Sen. Bernie Sanders, I-Vt., second from right, declines to speak with a reporter as he walks to a luncheon with Democrats on Capitol Hill in Washington, Tuesday, Sept. 12, 2017. Senate panel approves funds for United Nations climate agency MORE (D-W.V.) on Tuesday clarified that he is "skeptical" of a single-payer healthcare system, saying that he simply supports digging into the complex details of the idea to see if it has potential. Elizabeth Warren of Massachusetts, Kamala Harris of California and Kirsten Gillibrand of NY, are also supporting the bill, according to news reports. At this point it's fast becoming a prerequisite for any Democrat hoping to run for the presidency in 2020.
Sanders says the bill he will release on Wednesday will provide a more detailed blueprint for his health care plans. As we discussed last week, this isn't single-payer, but because Medicare is a socialized system, it'd be a significant step in a progressive direction - and offer an interesting alternative to lawmakers who aren't yet on board with Sanders' model.
Merkley, a Democrat, endorsed Sanders' presidential candidacy previous year and has worked with him on issues ranging from cannibus legalization to a proposed ban on fossil fuel development on public lands. "Nobody goes broke paying a medical bill". Elizabeth Warren (D-Mass.) and Kamala D. Harris (D-Calif.). Bernie Sanders of Vermont, Sen.
The Democrats are moving toward single-payer because they believe (probably rightly) that it will excite their base.
"I think people love to talk about everything being about running for president", Murray said.
I just think the time has come.
She added, "So I'll be fighting with Bernie - and I hope with all of you - to pass Medicare-for-all and finally give every American access to affordable, good quality health care".
As the Overton window moves on healthcare, Republican moderates will become more convinced of the need to make only moderate reforms to the existing law to blunt the push for single-payer.

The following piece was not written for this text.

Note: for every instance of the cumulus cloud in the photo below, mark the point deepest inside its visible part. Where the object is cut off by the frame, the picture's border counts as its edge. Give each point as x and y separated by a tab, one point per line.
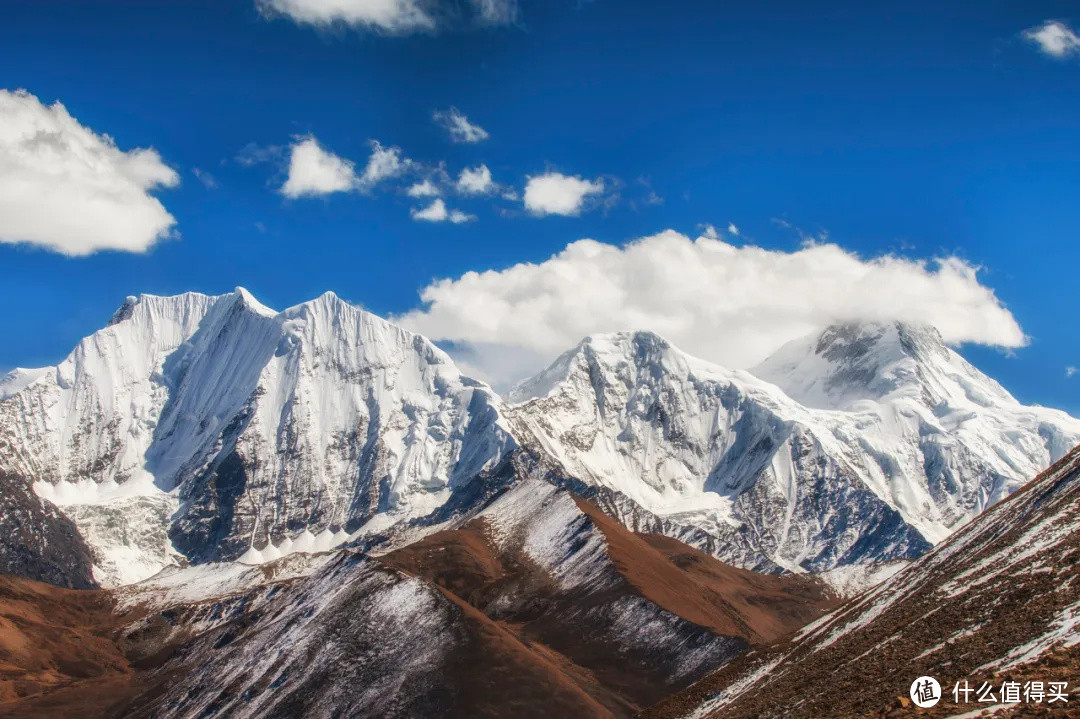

Perez held a press conference Tuesday with CASA in Action, a nonprofit organization that supports "Latinos and immigrants in Maryland and Virginia" and often endorses progressive candidates.
The legislation comes after several failed attempts by Republicans to repeal the Affordable Care Act, the signature Obama era legislation that expanded Medicaid, the government insurance program for low-income people, and guaranteed health coverage for people with preexisting conditions.